In ihrem Debütfilm porträtiert Sandrine Bonnaire (LE COU DE LA GIRAFE, BIESTER, MONSIEUR HIRE, LES INNOCENTS) ihre kleine Schwester Sabine, die heute 38 Jahre alt ist und auf dem Land in einem Heim für geistig behinderte Menschen lebt. Schon als Kind war Sabine ‚schwierig’, launisch, abwesend, aggressiv, aber eine Diagnose gab es nicht. Erst 30 Jahre später diagnostizieren die Ärzte Autismus.

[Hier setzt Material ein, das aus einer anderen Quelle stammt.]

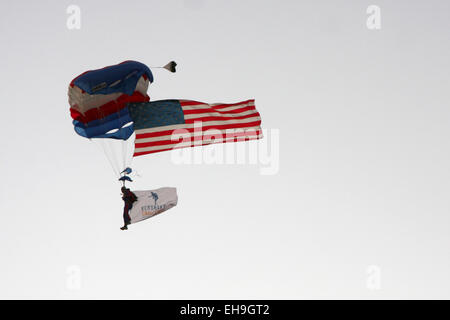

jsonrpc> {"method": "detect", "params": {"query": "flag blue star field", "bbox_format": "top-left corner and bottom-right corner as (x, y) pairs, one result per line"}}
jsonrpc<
(128, 99), (262, 156)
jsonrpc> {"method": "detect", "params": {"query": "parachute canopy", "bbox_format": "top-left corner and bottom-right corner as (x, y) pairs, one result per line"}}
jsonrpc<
(68, 61), (153, 140)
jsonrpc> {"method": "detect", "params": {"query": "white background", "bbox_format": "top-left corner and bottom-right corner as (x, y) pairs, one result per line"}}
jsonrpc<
(0, 0), (450, 299)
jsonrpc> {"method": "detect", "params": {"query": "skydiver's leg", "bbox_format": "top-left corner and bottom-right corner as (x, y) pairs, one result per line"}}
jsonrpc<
(120, 203), (131, 230)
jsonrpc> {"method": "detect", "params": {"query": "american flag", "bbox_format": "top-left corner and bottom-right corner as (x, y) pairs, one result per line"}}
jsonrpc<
(128, 99), (262, 156)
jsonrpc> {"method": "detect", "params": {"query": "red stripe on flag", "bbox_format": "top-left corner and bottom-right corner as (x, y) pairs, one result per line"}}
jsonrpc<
(136, 120), (261, 140)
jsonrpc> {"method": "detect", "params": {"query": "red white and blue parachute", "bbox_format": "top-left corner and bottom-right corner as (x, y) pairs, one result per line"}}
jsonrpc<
(69, 61), (153, 140)
(68, 61), (262, 181)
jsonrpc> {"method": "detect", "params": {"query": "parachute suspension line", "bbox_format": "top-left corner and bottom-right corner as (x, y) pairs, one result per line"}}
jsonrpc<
(89, 139), (120, 177)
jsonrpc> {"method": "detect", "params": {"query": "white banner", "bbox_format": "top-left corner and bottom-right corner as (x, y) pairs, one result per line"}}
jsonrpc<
(129, 188), (178, 223)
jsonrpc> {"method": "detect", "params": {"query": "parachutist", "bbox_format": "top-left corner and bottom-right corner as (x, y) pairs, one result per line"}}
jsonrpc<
(120, 186), (137, 230)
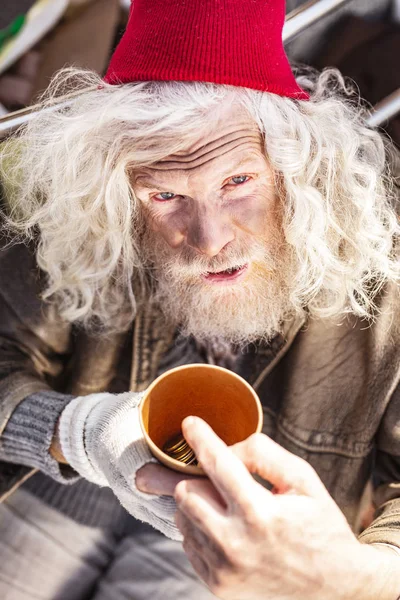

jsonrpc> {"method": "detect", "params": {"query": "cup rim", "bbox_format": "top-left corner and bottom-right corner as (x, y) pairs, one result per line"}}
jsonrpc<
(139, 363), (264, 475)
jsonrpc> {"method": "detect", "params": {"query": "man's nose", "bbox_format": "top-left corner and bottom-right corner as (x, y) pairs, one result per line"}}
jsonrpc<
(186, 213), (235, 258)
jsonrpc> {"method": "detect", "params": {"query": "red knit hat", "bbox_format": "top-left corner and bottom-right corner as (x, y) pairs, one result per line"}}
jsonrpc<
(104, 0), (309, 100)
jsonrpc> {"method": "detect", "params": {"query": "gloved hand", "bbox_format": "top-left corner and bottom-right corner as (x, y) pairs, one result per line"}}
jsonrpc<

Sabine wächst mit ihren Geschwistern auf, die ihre Andersartigkeit als Macke hinnehmen. Zeitweise besucht Sabine mit ihnen zusammen die normale Schule und lernt Lesen und Schreiben, aber als sie zu aggressiv wird, nimmt die Mutter sie zu sich nach Hause. Sabine liest viel, bildet sich weiter, nimmt Klavierunterricht und lernt sogar Motorradfahren. Und eines Tages erfüllt Sandrine der Schwester ihren größten Wunsch und schenkt Sabine eine Reise in die USA. Sie filmt die Reise.

Die halbwegs funktionierende Welt bricht zusammen, als der Bruder stirbt, die Mutter wegzieht und Sabines soziales Umfeld sich drastisch verändert. Sabine wird gewalttätig, kommt schließlich in eine psychiatrische Anstalt und wird mit Medikamenten ruhig gestellt. Als sie die Anstalt fünf Jahre später wieder verlässt ist sie 30kg schwerer, apathisch und aggressiv. Das schlanke, fröhliche Mädchen mit dem leicht irren, aber wachen Blick ist kaum wiederzuerkennen.

Sandrine Bonnaire erzählt die Geschichte ihrer Schwester als eine Art Spurensuche in Bildern. Damals und Jetzt und die Leerstelle dazwischen. IHR NAME IST SABINE beginnt mit Aufnahmen aus Sabines Kindheit und Jugend. Sabine beim Schwimmen, Sabine beim Tanzen, Sabine lacht. Dann folgen Bilder von heute. Obwohl Sabine schon weniger Medikamente nimmt und sich wieder etwas von ihrem Krankenhausaufenthalt erholt hat, ist der Kontrast schockierend. Unweigerlich sucht man in der neuen Sabine Lebensfreude und Charakter der alten Sabine. Hier und da entdeckt man sie auch ganz von ferne aber dennoch ist klar, dass es keinen Weg zurück gibt.

Sandrine selbst tritt nie in Erscheinung. Sie überlässt Ihrer Schwester das Bild und passt das Tempo ihrer Erzählung dem gemächlichen Rhythmus der Hausgemeinschaft an. Hin und wieder fügt Bonnaire im Off einen Gedanken hinzu und erzählt von ihrer gemeinsamen Kindheit, von der Hilflosigkeit der Familie und von der Suche nach einem angemessenen Heim für Sabine. Dabei ist sie sehr zurückhaltend. Respektvoll beobachtet sie Sabine und ihre Umgebung und überlässt es den Zuschauern, Fragen zu formulieren und sich selbst Gedanken zu machen.